Case studies


25 Jul 2017 By Robert Jeffery

An industry-leading ad agency needed bold thinking to address a drastic gender imbalance

Appearances can be deceptive. Just ask the advertising industry: to the outside world, it might look like the epitome of an egalitarian, meritocratic sector where the quality of your ideas is the only thing that counts, but it’s long been acknowledged that social mobility and gender equality are significant problems. Agencies overstaffed with young, white and invariably male creatives consistently fail to reflect the public they are targeting.

It’s a problem that Kelly Knight, HR director at AMV BBDO – the largest advertising agency in the UK, known as Abbot Mead Vickers before it became part of the giant Omnicom stable – is determined to confront. Specifically, she has been concerned by the low level of female creative talent across the industry; to truly reflect clients’ consumer bases, says Knight, the firm needs a workforce that better reflects society.

“We have a weird situation where women don’t seem to want to go into creative roles, and specifically become art directors and copywriters,” says Knight. AMV employs 450 or so people, around 80 of whom form the creative department, whose work has included The Economist’s groundbreaking poster campaigns and the celebrated Guinness ‘surfer’ TV ads. Yet 80 per cent of those creatives are men, roughly in line with the industry average.

Knight’s response to this imbalance has been twofold. By going into art schools and talking to female talent, she has come to believe that the abstract nature of the work and the fact that entry to the industry is so dependent on placements are the two biggest barriers to entry.

“A lot of women don’t like the entry process for becoming a creative,” says Knight. “Once you’ve been through art college and you’ve got a portfolio, people go on placement schemes. But you can be on a placement for two years and, while male students might sleep on sofas, women get put off by that aspect of it or feel the money isn’t good enough to justify it. And if you don’t come from a privileged background, it’s hard.”

To tackle these issues AMV has set up a scheme giving entry-level creatives access to full-time permanent roles on completion of a three-month, paid training contract. “When senior people leave, we’re trying to keep budget back so there is more funding for juniors and women in particular [on the scheme],” says Knight.

The second part of the solution is bolder and aimed at addressing a lack of senior women. “At senior level, salaries are a lot higher, but it’s still hard being a parent and a creative, particularly if you’re going on shoots or going abroad for meetings. A lot of women with award-winning work never come back to the industry after having children – they tend to do other things that fit more easily into the working day.”

The agency’s answer, which is currently being rolled out, is a permanent half-day contract that enables anyone in the creative department to effectively cut their hours in half. Knight is confident that it will be operationally feasible, since creatives work in pairs and can cover for each other, and the business will plan ahead so that part-timers can still be involved in shoots, as well as ensure the most rewarding work is shared equally. Over time, she hopes it will also attract new senior talent.
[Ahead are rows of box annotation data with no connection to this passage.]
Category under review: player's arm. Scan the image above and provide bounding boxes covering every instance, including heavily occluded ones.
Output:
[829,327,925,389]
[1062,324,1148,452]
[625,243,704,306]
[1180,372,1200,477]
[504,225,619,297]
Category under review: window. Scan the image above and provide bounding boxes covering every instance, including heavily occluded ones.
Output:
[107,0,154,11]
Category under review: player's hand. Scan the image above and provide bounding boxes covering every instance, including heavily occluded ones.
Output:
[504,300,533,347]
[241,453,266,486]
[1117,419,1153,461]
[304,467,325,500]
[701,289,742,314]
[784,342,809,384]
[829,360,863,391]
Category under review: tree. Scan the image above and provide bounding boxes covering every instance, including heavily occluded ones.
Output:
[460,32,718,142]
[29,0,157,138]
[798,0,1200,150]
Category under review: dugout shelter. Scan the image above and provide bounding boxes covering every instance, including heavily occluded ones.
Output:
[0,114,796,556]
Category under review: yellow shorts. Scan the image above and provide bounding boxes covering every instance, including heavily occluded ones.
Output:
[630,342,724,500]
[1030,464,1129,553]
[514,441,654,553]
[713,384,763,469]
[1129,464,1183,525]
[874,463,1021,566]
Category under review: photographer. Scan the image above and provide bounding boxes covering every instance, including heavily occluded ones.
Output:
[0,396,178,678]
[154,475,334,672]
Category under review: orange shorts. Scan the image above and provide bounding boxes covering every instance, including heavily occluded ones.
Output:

“We’re starting with the creatives because they’re at a salary level where they can work half days,” says Knight. “If you’re earning £100,000, that still leaves you £50,000.” It will be more challenging to introduce it among other departments, she acknowledges – many staff earning £40,000 or under don’t return to work after maternity leave, for example – but as the idea catches on, Knight plans to introduce targeted support to help with other costs.

Eventually, she hopes it won’t just be parents who take advantage of the added flexibility; carers or those with entrepreneurial instincts may benefit too: “If you want to get the most engaged workforce, you need to allow people to have other outlets for their creativity. It’s not just female talent – we want to bring something in that’s fair for everybody. We can only win from it.”
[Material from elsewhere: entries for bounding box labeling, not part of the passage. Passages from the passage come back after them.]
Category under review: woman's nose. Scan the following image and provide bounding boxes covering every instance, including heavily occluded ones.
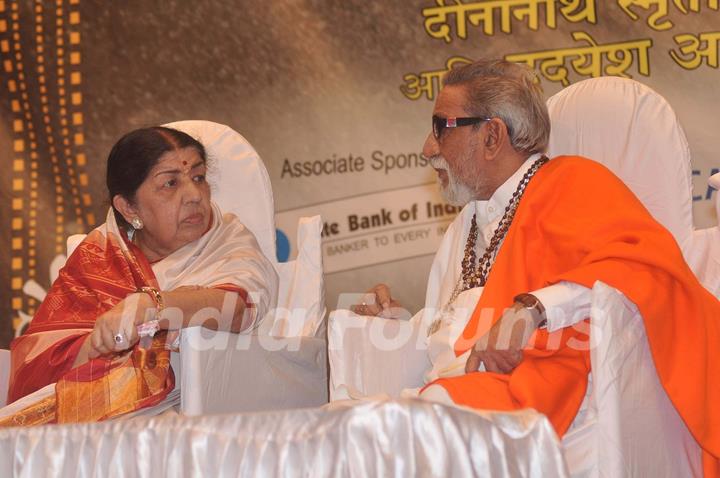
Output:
[183,179,203,203]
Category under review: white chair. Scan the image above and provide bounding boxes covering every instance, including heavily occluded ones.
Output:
[328,78,717,477]
[686,173,720,298]
[548,77,720,297]
[0,121,327,415]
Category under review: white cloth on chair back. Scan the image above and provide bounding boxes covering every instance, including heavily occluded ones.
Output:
[164,120,276,262]
[686,173,720,298]
[547,77,693,254]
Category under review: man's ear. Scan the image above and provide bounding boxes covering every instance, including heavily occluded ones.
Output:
[485,118,508,161]
[113,194,138,224]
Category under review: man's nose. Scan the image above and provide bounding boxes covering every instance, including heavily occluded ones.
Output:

The fact that the HR department is able to get involved in root-and-branch reform of the agency’s working practices is arguably testament to how central Knight has made it to operations. This comes down, she says, to deeply embedding her team with the business while also making it self-sustaining – she has coding abilities in HR so that it can build its own websites, for example, and two people trained in data techniques work with clients on diversity statistics.
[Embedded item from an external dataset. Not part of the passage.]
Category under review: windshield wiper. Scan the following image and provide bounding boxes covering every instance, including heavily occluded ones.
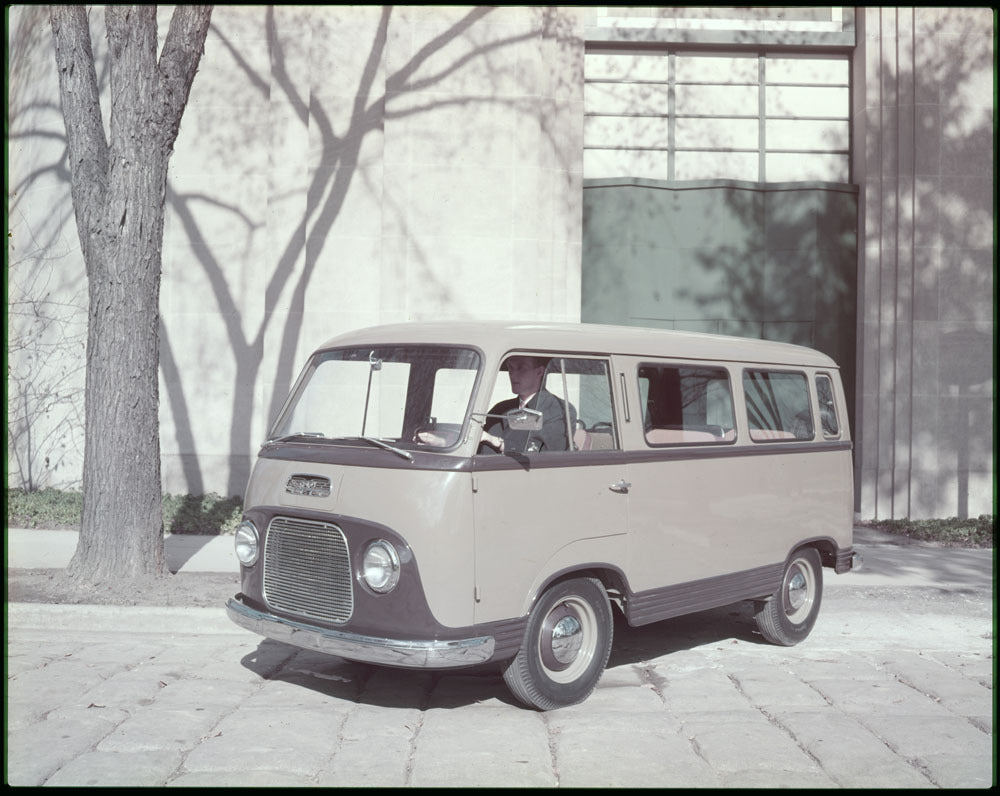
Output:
[264,431,326,445]
[350,437,413,462]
When she joined 11 years ago, it was very different: “HR wasn’t involved in anything. Nobody knew who I’d replaced. It was challenging. But you need to be forthright, to understand and care about what you do and show how you can help.

“Any HR person who comes into my team is taken completely out of their comfort zone. Too many HR practitioners don’t understand how their business works. But my team do consultations. They sit in on every appraisal. They know everything about their client group right from the first induction. If you don’t do that, how can you give the best advice?”

There are other challenges ahead – including the move to project-based work that means the workforce will become increasingly contingent, and an even greater reliance on digital skills – but Knight is confident that the resilience and centrality of her team will help it manage them. The omens, so far, look pretty good.